This is one of those wonderful books that seems to have more information than one would expect to fit in it. Brimming with fascinating and useful information on the history of manuscript production, handling and reading manuscripts, types of manuscripts, and more, this large, glossy, heavily illustrated book will be a delight to anyone interested in the subject. It is detailed and technical enough for the serious scholar but will also provide enjoyment to those with a casual interest wanting to dip in and out.
All information is well referenced and further books on the subject are suggested and I found the detailed information and evaluations in the appendix about the various materials available for Mediaeval Latin just what I'd been needing for a while.
All in all, this is an absolute treasure of a book. I don't think anyone interested in the subject would be disappointed with it.

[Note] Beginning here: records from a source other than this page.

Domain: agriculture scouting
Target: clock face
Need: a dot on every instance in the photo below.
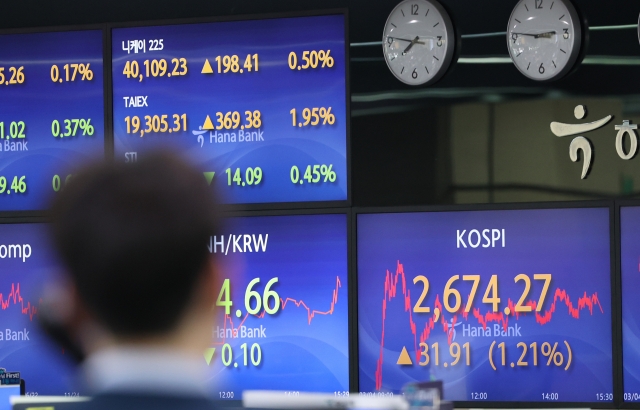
(418, 41)
(544, 38)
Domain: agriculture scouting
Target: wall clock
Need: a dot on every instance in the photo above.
(545, 38)
(419, 42)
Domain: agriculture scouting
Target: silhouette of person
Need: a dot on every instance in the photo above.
(132, 238)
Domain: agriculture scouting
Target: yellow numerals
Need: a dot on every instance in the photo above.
(551, 354)
(454, 351)
(71, 72)
(310, 59)
(452, 299)
(312, 116)
(14, 75)
(231, 64)
(156, 124)
(156, 68)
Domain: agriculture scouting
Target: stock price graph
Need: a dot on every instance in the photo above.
(51, 113)
(630, 271)
(259, 105)
(487, 300)
(282, 320)
(26, 263)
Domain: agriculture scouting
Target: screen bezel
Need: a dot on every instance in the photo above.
(248, 17)
(106, 94)
(615, 339)
(619, 359)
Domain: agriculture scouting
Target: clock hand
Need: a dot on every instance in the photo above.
(548, 34)
(409, 41)
(414, 41)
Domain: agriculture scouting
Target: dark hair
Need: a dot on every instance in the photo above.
(133, 238)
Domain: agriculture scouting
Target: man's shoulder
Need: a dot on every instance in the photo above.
(142, 401)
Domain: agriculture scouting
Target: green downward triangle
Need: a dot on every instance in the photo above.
(209, 176)
(208, 355)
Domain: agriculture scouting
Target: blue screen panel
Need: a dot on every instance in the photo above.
(51, 113)
(258, 105)
(299, 340)
(487, 299)
(630, 269)
(26, 264)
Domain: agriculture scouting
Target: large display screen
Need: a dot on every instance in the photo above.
(259, 105)
(509, 305)
(26, 263)
(51, 112)
(630, 271)
(282, 303)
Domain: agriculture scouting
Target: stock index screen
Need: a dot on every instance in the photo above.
(503, 306)
(51, 112)
(282, 321)
(630, 271)
(258, 105)
(26, 263)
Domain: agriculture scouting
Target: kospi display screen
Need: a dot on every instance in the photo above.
(282, 321)
(630, 271)
(51, 112)
(26, 264)
(503, 306)
(259, 105)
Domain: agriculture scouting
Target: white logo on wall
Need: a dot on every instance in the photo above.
(560, 129)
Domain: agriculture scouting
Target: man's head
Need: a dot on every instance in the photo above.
(133, 240)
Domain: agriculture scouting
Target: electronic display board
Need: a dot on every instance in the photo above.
(630, 280)
(51, 112)
(26, 264)
(502, 305)
(282, 321)
(259, 105)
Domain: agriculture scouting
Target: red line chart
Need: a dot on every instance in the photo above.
(391, 292)
(311, 313)
(15, 298)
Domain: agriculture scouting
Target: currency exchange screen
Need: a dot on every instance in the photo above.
(258, 105)
(282, 321)
(51, 113)
(502, 306)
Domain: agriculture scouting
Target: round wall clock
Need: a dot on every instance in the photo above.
(419, 41)
(544, 38)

I bought this book for what it had to say about illuminated manuscripts and as an introduction to a course on paleography which I am about to undertake. I recommend it for anyone who, like me, is a newcomer to understanding how medieval manuscripts were made and how to understand them. It does two things brilliantly: first, it offers a well-written introduction which goes into a great deal of detail without becoming clogged up - the logical narrative is clear and comprehensible; second, it offers copious illustration in high definition. One section, on different medieval scripts, is almost as good as having the originals there with you on your desk. The quality of production is very high - wonderful illustrations and clear, well-designed text. There's a useful glossary, a huge bibliography, and exhaustive index. If I have a criticism it is that almost all the examples used are from the Newberry Library in Chicago - but that's the point, really: it's the Newberry Library's production and, given that, it does the job excellently. I love this scholarly and careful book because it deals with a sometimes recondite subject in a fresh, lively and engaged way. Anyone vaguely interested in getting to know more about medieval manuscripts who comes upon this book will, I'm sure, become hooked.
Certainly the best book currently available on Manuscript Studies. The coverage is as comprehensive as a single volume allows, and the illustrations are excellent. It is perhaps worth saying that local historians will need further help with the scripts used in local records, and with the numerous kinds of document found in local archives. But this is not a criticism of the book itself. The authors clearly state what the book is about, and carry out the job admirably.
This book is far more than one can expect. It makes a very comprehensive reading of the subject matter and illustration are of very high quality. This is not an easy readi, though, because it is more professional than one can expect, which is great.